Extension C: How do I make interpreting scatterplots of large datasets easier?
When graphing large datasets it is often unclear how many cases a single ‘dot’ is likely to represent. The dots in the middle of the plot may represent hundreds of cases while the outliers may represent only one. Despite this clear discrepancy all of the dots on the scatterplot look identical and so interpreting the data can be troublesome. One outlying case in 15,000 can look much more important than it actually is and lead to the data being misinterpreted.
Luckily good old SPSS/PASW has a feature called ‘binning’ which can alter your scatterplot to show the frequency of data points at each combination of X and Y values. Basically each dot is made larger or smaller (or darker or lighter) depending on how many cases it represents. This feature is easily accessible using the chart editor so let’s have a go at binning elements on our scatterplot of ks3 and ks2 exam scores. You can have a go at this using the LSYPE 15,000 dataset if you like Go to the scatterplot in your SPSS/PASW output and double click on it to open the chart editor.
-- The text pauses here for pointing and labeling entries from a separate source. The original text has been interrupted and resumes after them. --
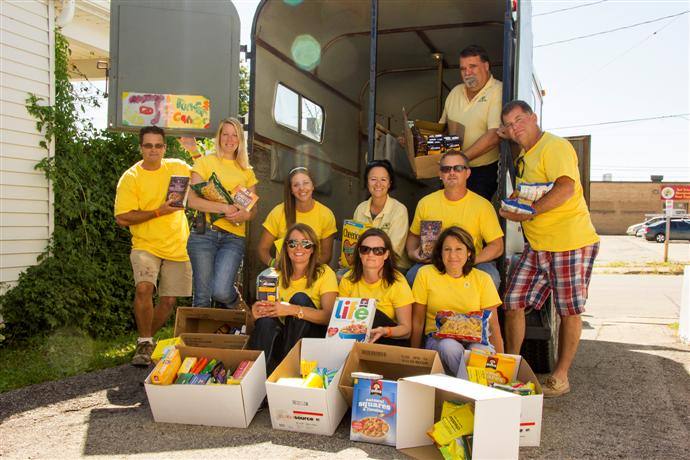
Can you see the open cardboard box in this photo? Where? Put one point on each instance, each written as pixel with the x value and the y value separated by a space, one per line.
pixel 214 405
pixel 496 416
pixel 390 361
pixel 531 412
pixel 308 410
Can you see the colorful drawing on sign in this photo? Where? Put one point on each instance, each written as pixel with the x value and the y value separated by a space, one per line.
pixel 166 110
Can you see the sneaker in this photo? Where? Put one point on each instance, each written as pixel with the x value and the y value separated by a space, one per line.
pixel 552 387
pixel 142 354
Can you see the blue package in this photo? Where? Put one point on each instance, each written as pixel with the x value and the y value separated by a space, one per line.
pixel 374 409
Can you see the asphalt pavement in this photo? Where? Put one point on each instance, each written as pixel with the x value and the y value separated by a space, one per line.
pixel 630 399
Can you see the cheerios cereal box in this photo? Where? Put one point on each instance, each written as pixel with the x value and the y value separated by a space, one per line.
pixel 352 318
pixel 374 408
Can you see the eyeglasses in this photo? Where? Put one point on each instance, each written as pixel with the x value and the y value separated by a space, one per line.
pixel 306 244
pixel 378 251
pixel 150 146
pixel 456 168
pixel 520 166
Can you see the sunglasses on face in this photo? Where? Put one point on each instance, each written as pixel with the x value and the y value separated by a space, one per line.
pixel 150 146
pixel 456 168
pixel 306 244
pixel 378 251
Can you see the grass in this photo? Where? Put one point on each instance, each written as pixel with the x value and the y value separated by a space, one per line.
pixel 65 353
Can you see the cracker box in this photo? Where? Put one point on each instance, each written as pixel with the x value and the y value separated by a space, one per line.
pixel 352 318
pixel 374 409
pixel 351 232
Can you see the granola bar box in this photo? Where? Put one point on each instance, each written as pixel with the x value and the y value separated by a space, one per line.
pixel 352 318
pixel 374 409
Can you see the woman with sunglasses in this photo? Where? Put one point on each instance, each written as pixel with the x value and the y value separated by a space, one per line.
pixel 374 276
pixel 216 252
pixel 306 293
pixel 298 206
pixel 450 283
pixel 382 210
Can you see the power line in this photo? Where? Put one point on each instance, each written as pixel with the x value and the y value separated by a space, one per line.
pixel 612 30
pixel 678 115
pixel 567 9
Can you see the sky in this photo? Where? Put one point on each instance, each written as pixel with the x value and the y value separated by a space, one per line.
pixel 637 72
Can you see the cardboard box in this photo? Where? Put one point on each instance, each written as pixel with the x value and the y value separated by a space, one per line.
pixel 390 361
pixel 496 416
pixel 214 405
pixel 531 406
pixel 308 410
pixel 208 320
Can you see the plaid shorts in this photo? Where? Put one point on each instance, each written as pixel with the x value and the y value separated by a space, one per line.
pixel 564 274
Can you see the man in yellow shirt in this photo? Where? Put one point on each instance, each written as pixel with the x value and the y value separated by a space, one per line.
pixel 476 104
pixel 561 241
pixel 159 237
pixel 455 205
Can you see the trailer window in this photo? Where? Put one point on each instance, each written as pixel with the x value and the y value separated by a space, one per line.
pixel 298 113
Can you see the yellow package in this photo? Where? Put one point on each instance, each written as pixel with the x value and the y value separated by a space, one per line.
pixel 187 365
pixel 165 371
pixel 162 346
pixel 500 368
pixel 459 423
pixel 306 367
pixel 351 231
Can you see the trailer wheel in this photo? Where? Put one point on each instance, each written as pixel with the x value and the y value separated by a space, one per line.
pixel 541 354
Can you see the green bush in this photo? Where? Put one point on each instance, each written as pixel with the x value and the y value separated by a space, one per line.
pixel 84 278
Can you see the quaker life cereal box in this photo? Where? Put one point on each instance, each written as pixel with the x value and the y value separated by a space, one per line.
pixel 351 318
pixel 429 232
pixel 351 231
pixel 374 409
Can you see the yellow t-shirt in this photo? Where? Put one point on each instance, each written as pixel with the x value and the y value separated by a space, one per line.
pixel 568 226
pixel 472 213
pixel 326 282
pixel 388 298
pixel 230 175
pixel 320 219
pixel 440 291
pixel 142 190
pixel 478 116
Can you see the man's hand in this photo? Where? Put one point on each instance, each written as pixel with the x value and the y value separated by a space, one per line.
pixel 514 216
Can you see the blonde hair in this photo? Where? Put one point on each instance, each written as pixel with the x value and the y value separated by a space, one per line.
pixel 242 157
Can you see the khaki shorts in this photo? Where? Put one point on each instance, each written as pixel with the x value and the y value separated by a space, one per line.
pixel 175 277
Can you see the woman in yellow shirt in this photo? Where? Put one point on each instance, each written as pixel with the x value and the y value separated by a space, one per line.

Now go to Options > Bin Element and a pop-up window will appear (see below).
You can experiment with some of these options but we’ve kept the default selections. Click Apply and the scatterplot will be altered like so (Figure C1):
Figure C1: Age 11 and age 14 exam scores scatterplot with binning
Presenting the data in this way is useful because it is now clear that most of the data points are clustered about the mean and that the outlying cases, which originally looked problematic, are relatively unimportant given the distribution of most of the data points.